An Analysis of Cu-In Halide Perovskite Solar Absorbers

The paper presented by Zhao et al. proposes a promising new class of lead-free halide perovskites as potential substitutes for toxic lead-based solar absorbers, which have hindered widespread commercial application due to their chemical instability and inherent toxicity. This research is rooted in a strategic shift from conventional methods that replace lead with other similar cations, to an innovative approach leveraging electronic characteristics of the chalcopyrite Cu(In,Ga)Se2 (CIGS) solar absorbers.

In addressing the limitations of traditional lead-based perovskites, such as MAPbI3, the researchers introduce a transmutation technique where two Pb2+ cations are substituted with a pair of IB (Cu+, Ag+) and III (Ga3+, In3+) group cations. This approach is designed to address previous challenges with cation replacements seen in alternatives like Sn or Bi by offering a pathway to stable materials with favorable optoelectronic properties.

Key Findings and Methodology

Using first-principles calculations, the paper identifies halide double perovskites of the formula A2BCX6, where A = K, Rb, Cs; B = Cu, Ag; C = Ga, In; and X = Cl, Br, I. The research is rigorous in its evaluation, detailing the thermodynamic and dynamic stabilities of these compounds while also offering insights into their band structures and optoelectronic properties.

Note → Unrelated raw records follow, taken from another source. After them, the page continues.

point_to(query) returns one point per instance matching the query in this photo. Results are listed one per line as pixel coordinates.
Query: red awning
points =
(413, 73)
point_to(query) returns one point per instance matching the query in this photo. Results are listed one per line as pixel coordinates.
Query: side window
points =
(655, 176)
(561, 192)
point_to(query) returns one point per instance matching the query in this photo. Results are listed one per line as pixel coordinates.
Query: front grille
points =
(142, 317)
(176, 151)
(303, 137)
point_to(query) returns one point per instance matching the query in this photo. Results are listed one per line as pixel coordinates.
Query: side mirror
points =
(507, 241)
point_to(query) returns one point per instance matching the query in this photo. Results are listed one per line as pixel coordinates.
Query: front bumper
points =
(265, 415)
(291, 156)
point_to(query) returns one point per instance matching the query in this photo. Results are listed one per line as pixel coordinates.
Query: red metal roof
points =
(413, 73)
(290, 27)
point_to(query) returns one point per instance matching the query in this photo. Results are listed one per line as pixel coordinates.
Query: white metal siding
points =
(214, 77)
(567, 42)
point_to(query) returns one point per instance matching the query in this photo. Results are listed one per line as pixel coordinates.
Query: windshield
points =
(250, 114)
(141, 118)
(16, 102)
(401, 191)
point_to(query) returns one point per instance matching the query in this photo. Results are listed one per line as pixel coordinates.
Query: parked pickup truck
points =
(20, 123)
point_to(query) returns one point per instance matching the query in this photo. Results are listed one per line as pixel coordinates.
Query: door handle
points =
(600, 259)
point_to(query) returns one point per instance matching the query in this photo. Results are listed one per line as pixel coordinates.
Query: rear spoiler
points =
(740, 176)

Key compounds identified for their advantageous properties include Rb2CuInCl6, Rb2AgInBr6, and Cs2AgInBr6, each exhibiting direct band gaps of 1.36, 1.46, and 1.50 eV, respectively. These values are close to the optimal range for solar absorption, comparable to the well-regarded CIGS and hybrid perovskites. Furthermore, the calculated spectroscopic limited maximum efficiencies (SLME) reveal that these materials potentially achieve efficiencies nearing 30% at a 2 µm film thickness.

Theoretical and Practical Implications

The implications of this research are twofold: theoretical understanding and practical application. Theoretically, the work extends the design paradigm for photovoltaic materials by using a comprehensive electronic structure perspective to guide compound formation, which may influence future materials science research beyond the scope of solar absorbers.

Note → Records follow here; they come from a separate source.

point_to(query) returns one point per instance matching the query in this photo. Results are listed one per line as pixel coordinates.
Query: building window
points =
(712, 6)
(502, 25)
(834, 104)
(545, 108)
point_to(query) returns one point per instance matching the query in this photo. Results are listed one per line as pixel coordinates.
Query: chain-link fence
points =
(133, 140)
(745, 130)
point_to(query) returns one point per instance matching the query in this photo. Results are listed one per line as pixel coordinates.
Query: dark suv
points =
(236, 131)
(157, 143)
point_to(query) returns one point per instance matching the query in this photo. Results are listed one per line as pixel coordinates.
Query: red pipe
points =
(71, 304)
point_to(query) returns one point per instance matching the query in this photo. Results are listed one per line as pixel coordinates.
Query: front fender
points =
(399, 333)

Practically, the development of non-toxic, stable, and efficient perovskite solar materials suggests a viable pathway to greener and more sustainable photovoltaic technologies. This could have significant implications in solar energy markets, pending successful synthesis and validation of these compounds.

Conclusion

By leveraging insights from both the electronic structure of established CIGS absorbers and modern computational methods, this paper offers a significant advancement in the search for reliable, lead-free photovoltaic materials. Future work will likely focus on experimental synthesis, further validating these predictions and optimizing the materials for potential commercial use. The work by Zhao et al. epitomizes a forward-thinking approach in material science, aiming to reconcile efficiency, stability, and environmental safety in solar technology.